# Posting Betta problem for a friend



## Keri (Aug 2, 2010)

I got a msg from a friend of mine regarding her betta....
"Hey! So do you actually know about fish? I'm trying to troubleshoot what might be wrong with mine, and I'm coming more and more to the conclusion of parasites.

If you don't know about fish, would you mind asking someone you know who does (if you know someone)? I feel horrible not doing anything. My poor Friend!

K, so here are the symptoms. They're going on at least two weeks.

1. Lethargic when not moving (which is most of the time), either floating slightly "nose up" along the top, or hanging out behind or under something at the bottom.

2. Spastic/jerky (almost seizure-like) when swimming. This is new. I thought I noticed he was swimming faster a day or two ago, but today the spastic swimming thing was like "woah".
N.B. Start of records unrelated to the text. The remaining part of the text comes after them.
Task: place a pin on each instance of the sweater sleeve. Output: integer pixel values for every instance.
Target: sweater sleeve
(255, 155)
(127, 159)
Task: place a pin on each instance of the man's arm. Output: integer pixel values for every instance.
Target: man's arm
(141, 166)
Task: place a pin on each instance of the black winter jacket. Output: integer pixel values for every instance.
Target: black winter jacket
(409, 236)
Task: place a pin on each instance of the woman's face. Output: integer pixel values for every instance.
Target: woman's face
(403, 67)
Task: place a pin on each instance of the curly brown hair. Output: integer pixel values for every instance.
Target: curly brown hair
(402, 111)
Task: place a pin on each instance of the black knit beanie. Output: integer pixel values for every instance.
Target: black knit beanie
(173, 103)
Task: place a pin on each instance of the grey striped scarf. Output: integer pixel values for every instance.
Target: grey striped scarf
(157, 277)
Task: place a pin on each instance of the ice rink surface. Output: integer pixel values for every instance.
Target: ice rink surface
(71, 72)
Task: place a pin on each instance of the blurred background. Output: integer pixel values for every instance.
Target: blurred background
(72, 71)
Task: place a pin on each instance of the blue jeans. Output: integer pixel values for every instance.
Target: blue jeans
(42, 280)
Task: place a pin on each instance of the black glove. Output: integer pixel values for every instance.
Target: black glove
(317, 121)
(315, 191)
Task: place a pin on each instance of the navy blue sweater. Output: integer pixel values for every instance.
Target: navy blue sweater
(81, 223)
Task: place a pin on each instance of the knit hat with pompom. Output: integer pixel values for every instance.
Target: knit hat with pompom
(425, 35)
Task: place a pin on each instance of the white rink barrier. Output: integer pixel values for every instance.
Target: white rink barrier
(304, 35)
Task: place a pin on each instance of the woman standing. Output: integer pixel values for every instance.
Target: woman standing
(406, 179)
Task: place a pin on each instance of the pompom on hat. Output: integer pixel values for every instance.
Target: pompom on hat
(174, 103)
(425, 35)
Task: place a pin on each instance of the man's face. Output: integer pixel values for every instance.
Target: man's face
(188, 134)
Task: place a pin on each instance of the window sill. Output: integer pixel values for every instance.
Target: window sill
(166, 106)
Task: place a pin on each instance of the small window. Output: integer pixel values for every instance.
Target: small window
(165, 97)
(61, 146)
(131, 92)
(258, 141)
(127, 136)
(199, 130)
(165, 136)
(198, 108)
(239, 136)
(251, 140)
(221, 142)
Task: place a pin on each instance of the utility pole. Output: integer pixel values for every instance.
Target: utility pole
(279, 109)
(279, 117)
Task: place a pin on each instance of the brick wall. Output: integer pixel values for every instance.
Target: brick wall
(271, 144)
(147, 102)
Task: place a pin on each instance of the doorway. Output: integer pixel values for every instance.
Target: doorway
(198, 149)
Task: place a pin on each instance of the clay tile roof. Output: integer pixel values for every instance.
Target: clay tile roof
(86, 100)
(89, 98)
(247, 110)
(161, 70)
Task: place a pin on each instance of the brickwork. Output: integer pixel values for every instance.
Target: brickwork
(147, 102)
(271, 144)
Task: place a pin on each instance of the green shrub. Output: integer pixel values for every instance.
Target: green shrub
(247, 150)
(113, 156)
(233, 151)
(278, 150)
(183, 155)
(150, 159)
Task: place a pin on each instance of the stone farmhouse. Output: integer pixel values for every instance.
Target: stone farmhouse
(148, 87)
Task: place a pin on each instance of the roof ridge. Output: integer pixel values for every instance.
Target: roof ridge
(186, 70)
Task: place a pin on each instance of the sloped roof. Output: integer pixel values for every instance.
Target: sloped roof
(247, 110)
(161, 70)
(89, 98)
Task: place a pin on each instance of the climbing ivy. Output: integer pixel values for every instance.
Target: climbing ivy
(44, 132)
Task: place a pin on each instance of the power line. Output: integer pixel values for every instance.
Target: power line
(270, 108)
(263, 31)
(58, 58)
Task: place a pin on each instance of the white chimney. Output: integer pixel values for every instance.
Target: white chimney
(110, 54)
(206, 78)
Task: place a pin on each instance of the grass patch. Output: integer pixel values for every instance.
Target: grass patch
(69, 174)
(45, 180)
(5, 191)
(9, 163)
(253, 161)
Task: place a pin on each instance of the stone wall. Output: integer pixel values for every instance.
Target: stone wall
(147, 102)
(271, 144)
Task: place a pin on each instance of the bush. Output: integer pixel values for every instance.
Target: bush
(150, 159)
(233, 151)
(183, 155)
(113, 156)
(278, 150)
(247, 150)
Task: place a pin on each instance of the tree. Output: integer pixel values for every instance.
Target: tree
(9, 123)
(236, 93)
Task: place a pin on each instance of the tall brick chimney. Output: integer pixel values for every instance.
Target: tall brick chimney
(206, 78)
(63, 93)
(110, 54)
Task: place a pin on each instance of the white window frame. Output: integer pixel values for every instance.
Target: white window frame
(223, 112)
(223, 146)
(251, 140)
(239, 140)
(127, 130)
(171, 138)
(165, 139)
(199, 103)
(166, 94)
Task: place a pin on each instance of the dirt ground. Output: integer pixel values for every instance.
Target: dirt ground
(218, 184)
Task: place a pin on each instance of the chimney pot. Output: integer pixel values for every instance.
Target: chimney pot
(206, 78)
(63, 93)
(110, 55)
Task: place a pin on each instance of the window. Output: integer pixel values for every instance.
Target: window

3. Loss of appetite (wouldn't even look at food until a few days ago), but he's starting to "chase" his food. Take food, spit it out, chase it, spit, repeat. Again, very jerky spastic-type swim when he does this. And any other time... lol

4. Clumped fins when not swimming. Looks totally depressed (or asleep), but will flare up towards the back of the tank (like when seeing another fish). I don't see any obvious signs of fin rot, but the ends ARE a bit dark. It could be rot, but it's either too soon to tell, or I just don't know what it looks like.

I tried the aquarium salt (at half strength) on the weekend, which I think is what made him perk up, but that's all it did. He's not "getting" better. He's just better than he was.

I've been doing water changes at 25-50% every day or other day, but it doesn't seem to do anything but stress him out. I'm debating doing a complete water change with 100% of the recommended salt, but I'm afraid of stressing him out.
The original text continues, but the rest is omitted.